Some of the details are fascinating, things I was not previously aware of. For instance, even in the midst of conflict, Saladin negotiated trade deals with Italian merchants, obtaining the wood, pitch and iron that enabled him to build the Egyptian fleet, no matter how hard the Papacy raged.
There is another truth here worth emphasising, that the Crusades themselves, from beginning to end, were a political disaster, which in the long run weakened and destroyed Christian power in the east, the power and integrity of the Byzantine Empire. Compared with such cynical ‘crusaders’ as Venice’s Enrico Dandelo it’s little wonder that Saladin is such a paragon, a true Christian gentleman!

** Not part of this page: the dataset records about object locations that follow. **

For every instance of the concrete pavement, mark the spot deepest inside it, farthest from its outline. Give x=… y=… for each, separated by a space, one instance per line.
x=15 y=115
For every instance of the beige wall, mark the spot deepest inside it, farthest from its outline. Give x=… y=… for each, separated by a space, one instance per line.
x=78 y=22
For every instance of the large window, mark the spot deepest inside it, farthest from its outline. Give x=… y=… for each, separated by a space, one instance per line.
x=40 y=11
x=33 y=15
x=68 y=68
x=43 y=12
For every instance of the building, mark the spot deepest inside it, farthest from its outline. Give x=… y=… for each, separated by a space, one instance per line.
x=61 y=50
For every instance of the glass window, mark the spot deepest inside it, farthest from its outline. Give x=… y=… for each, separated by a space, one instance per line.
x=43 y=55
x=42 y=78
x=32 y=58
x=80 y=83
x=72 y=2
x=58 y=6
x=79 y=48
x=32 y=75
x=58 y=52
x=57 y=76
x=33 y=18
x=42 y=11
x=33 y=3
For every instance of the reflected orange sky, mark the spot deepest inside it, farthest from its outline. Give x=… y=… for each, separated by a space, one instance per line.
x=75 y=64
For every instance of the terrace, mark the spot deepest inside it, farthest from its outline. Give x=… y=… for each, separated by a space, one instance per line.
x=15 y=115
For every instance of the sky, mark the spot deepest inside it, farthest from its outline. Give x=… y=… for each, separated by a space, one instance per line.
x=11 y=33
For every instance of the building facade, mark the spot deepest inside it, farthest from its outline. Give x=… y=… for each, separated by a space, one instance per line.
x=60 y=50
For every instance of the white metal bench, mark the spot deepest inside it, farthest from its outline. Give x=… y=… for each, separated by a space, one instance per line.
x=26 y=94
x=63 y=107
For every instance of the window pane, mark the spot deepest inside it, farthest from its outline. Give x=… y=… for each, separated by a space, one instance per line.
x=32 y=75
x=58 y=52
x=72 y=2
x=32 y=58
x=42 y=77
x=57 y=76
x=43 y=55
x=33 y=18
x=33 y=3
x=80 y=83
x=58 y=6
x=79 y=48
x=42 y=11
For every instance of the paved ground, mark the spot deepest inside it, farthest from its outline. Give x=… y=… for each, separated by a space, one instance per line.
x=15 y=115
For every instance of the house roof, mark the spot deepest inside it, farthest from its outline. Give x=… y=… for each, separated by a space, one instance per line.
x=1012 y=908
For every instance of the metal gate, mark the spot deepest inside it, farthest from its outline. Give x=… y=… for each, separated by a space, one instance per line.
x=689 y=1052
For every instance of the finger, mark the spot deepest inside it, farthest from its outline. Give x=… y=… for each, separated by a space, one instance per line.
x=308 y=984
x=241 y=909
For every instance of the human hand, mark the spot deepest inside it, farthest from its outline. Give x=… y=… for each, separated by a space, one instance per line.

Another virtue of Saladin is that it helps to give some understanding of what the Crusades looked like from a Muslim perspective, this movement of outlandish outsiders they generally referred to as the Franks. It was their beliefs that the Muslims found most perplexing, as one twelfth century Syrian document makes clear;
The most amazing thing in the world is that the Christians say that Jesus is divine, that he is God, and then they say that the Jews seized him and crucified him. How can a God who cannot protect himself protect others? Anyone who believes his God came out of a woman’s privates is quite mad; he should not be spoken to, for he has neither intelligence nor faith.

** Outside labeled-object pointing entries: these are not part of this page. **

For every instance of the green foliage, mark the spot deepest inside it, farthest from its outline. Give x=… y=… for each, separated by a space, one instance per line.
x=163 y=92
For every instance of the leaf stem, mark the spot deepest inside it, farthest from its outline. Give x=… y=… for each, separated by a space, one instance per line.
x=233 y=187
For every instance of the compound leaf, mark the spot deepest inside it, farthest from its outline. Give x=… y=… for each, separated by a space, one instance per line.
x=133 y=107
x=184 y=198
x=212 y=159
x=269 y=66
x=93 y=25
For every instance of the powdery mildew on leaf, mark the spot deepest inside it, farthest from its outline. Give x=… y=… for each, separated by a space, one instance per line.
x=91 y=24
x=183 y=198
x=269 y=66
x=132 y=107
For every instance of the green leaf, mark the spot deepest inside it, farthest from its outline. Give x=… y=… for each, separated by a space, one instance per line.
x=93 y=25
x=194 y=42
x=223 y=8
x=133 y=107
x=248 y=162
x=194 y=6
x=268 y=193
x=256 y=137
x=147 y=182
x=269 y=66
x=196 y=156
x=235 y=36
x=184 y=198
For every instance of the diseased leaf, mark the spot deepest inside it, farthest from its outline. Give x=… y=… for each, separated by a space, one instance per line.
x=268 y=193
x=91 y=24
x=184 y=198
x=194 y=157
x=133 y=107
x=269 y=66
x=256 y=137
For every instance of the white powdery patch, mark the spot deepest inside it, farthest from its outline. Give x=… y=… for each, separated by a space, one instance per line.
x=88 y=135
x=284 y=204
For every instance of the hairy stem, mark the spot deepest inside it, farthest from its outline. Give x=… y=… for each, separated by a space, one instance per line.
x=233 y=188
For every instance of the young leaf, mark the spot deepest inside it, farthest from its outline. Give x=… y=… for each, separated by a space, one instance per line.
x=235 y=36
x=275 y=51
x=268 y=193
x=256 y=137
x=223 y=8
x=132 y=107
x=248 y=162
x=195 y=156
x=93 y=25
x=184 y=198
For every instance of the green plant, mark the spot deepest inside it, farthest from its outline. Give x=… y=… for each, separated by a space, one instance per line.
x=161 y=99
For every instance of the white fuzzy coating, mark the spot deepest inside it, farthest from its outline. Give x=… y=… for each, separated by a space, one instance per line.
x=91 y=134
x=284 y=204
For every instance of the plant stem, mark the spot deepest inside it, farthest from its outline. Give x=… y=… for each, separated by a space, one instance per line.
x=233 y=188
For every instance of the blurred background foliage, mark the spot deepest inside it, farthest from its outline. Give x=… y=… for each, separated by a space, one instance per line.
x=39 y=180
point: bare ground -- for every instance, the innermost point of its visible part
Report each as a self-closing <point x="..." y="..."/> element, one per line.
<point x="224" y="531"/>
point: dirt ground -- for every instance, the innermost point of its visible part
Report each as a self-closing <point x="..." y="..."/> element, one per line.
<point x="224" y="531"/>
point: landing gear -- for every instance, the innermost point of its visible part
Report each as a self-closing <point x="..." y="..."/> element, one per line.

And for once my comment is to say no comment!
Saladin was of and beyond his times, a figure I personally would parallel with the Hohenstaufen emperor Frederick II, another wonder of the world. Eddé certainly gives us a better sense of the man, as a politician as well as a soldier, an individual who was inevitably going to appear like Ozymandias to subsequent generations. She disposes of the exaggerations while still leaving us with a figure whose myth was in a traditional form, a simple narrative explaining a complex truth. Saladin was no icon; he was a man, but what a man.
I thoroughly recommend this book and I’m going to give it five stars. I should say, though, that its strength is in academic detail rather than narrative line; some people may be discouraged by her thematic arrangement. Notwithstanding this, Eddé’s approach is forensic and exhaustive, and on that level I really don’t think this book will ever be surpassed, either as a work of history or of biography.